Jesus is, in fact, the very fulfillment of all those things the Jews are practicing. They are the shadow, Jesus is the reality that they point to.
But, that doesn’t take away the pressure of conflict and oppression they must endure. Those Jews who became Christians faced persecutions that persist even today. Look at 10:32-39. When the heat is on, we need to remember the warnings and encouraging message of Hebrews.
We are walking in faith, just as all those who pleased God before Jesus came lived. Hebrews 11 gives a great list, concluding with a list of those who suffered for their faith and are thus counted worthy.
So, now we enter Hebrews 12 where we are given some powerful positives for persisting in faith through painful trials.
First, you are not alone. A great cloud of witnesses is cheering for you! Let go of anything that is holding you back and any sin that entangles you from running with Christ.
Second, keep your focus on Jesus and follow His example as you face suffering. Verses 2-3
Third, (and this is His longest argument) you haven’t even had to shed blood yet! But don’t forget that God disciplines those He loves and receives as His children. verses 4-10
Finally, verse 11. Discipline is no fun. But a disciplined life in Christ is a beautiful gift and is worth the process it takes to get it.
In conclusion: What are we willing to suffer for? What is worth struggle and pain in your life? How much is Christ worth to you? Let us grow in seeking His face, seeking His kingdom, seeking His will and ways, seeking to please Him. Let us grow up in our salvation, receiving His saving grace, standing firm in His saving work, and sharing His saving gospel message. Let us submit to Him and follow His serving example, serving one another in His love, serving as examples of faith to all who know us.

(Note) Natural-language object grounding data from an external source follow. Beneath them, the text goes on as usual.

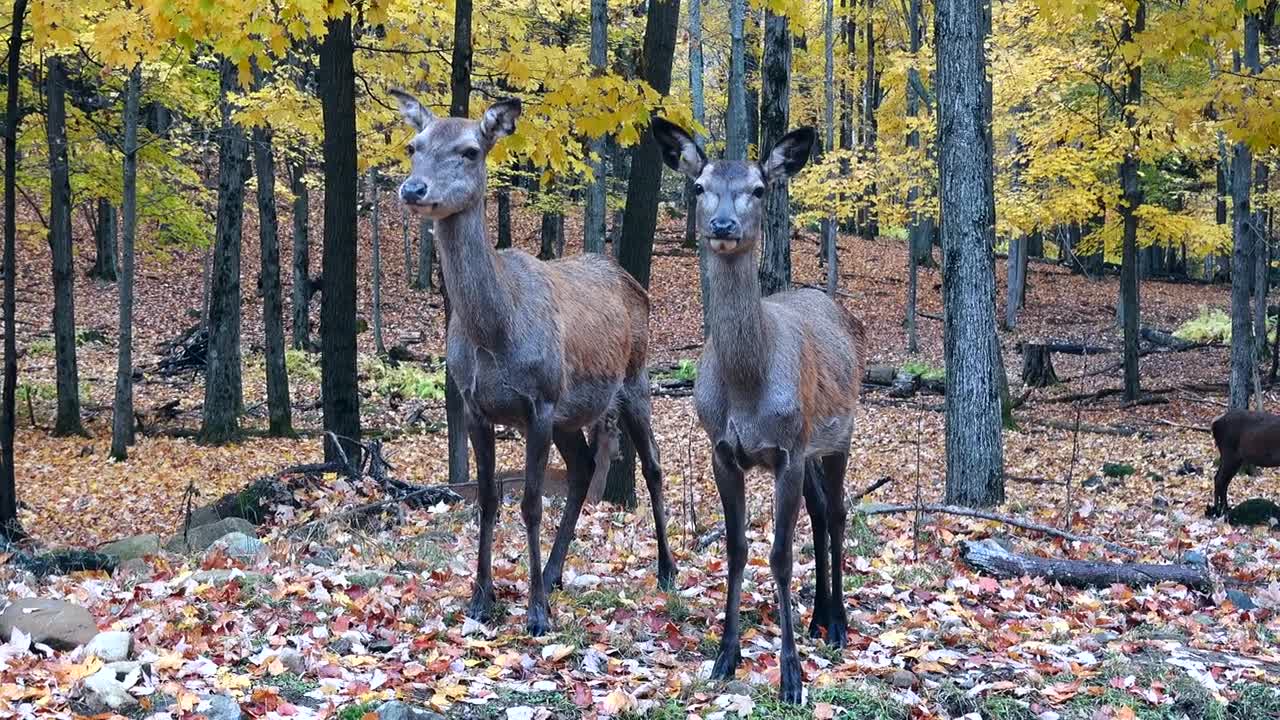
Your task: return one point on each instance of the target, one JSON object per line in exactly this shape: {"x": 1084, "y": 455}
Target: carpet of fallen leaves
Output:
{"x": 375, "y": 611}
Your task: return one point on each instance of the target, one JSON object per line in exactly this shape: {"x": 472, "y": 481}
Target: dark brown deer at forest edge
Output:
{"x": 1243, "y": 437}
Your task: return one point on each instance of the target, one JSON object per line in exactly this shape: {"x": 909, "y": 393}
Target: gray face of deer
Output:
{"x": 731, "y": 192}
{"x": 447, "y": 156}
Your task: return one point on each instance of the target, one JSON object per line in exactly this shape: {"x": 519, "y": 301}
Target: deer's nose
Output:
{"x": 412, "y": 190}
{"x": 723, "y": 227}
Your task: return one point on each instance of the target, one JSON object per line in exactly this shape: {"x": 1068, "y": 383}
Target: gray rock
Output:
{"x": 223, "y": 575}
{"x": 112, "y": 646}
{"x": 108, "y": 689}
{"x": 903, "y": 679}
{"x": 200, "y": 538}
{"x": 132, "y": 548}
{"x": 59, "y": 624}
{"x": 222, "y": 707}
{"x": 397, "y": 710}
{"x": 241, "y": 547}
{"x": 1240, "y": 600}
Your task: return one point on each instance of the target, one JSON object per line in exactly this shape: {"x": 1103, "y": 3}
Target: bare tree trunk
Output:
{"x": 105, "y": 267}
{"x": 339, "y": 382}
{"x": 775, "y": 109}
{"x": 735, "y": 117}
{"x": 9, "y": 527}
{"x": 223, "y": 387}
{"x": 1132, "y": 199}
{"x": 597, "y": 195}
{"x": 1243, "y": 256}
{"x": 302, "y": 288}
{"x": 122, "y": 410}
{"x": 68, "y": 419}
{"x": 279, "y": 413}
{"x": 973, "y": 409}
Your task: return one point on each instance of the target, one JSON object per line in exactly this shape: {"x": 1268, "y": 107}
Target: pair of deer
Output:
{"x": 551, "y": 347}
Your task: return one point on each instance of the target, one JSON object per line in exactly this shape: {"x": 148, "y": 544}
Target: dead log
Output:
{"x": 991, "y": 557}
{"x": 1038, "y": 365}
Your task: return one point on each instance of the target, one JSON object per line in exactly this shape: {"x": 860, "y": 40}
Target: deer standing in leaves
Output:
{"x": 777, "y": 384}
{"x": 544, "y": 347}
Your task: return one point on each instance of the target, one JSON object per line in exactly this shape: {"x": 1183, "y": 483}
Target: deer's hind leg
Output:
{"x": 580, "y": 465}
{"x": 635, "y": 413}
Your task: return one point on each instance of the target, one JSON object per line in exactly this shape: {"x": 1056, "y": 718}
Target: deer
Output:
{"x": 1243, "y": 437}
{"x": 777, "y": 387}
{"x": 544, "y": 347}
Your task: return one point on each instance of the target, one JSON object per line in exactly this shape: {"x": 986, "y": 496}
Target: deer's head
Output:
{"x": 731, "y": 192}
{"x": 447, "y": 171}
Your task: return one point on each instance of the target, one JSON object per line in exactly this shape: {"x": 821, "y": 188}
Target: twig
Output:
{"x": 995, "y": 518}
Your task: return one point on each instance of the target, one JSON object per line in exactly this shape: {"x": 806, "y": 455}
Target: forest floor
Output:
{"x": 380, "y": 616}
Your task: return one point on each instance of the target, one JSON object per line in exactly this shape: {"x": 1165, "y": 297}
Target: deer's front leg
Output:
{"x": 538, "y": 441}
{"x": 787, "y": 488}
{"x": 489, "y": 500}
{"x": 730, "y": 481}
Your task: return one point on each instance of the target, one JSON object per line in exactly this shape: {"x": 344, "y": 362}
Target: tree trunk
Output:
{"x": 302, "y": 290}
{"x": 828, "y": 115}
{"x": 460, "y": 106}
{"x": 504, "y": 219}
{"x": 9, "y": 527}
{"x": 1243, "y": 256}
{"x": 597, "y": 195}
{"x": 122, "y": 410}
{"x": 63, "y": 261}
{"x": 1132, "y": 199}
{"x": 735, "y": 117}
{"x": 223, "y": 387}
{"x": 104, "y": 244}
{"x": 640, "y": 217}
{"x": 338, "y": 381}
{"x": 776, "y": 90}
{"x": 973, "y": 410}
{"x": 991, "y": 557}
{"x": 280, "y": 422}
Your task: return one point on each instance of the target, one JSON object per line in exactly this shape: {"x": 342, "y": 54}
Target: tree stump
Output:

Know that this will not be easy. Know that if you are a Christian, you will face struggles and pain, you will have to submit yourself to suffering in His name. It is not optional. For all who overcome, Jesus promises eternal life in glory with Him on the throne! It doesn’t get any better than that.
Jesus was willing to suffer for you. Jesus thought you were worth struggling in pain on the cross for. Jesus came here seeking the lost, saving all who come to Him in obedient faith, and serving us with His sacrifice. He has earned you, paid for you in full. Jesus knows how to take even what we suffer and turn it into something good.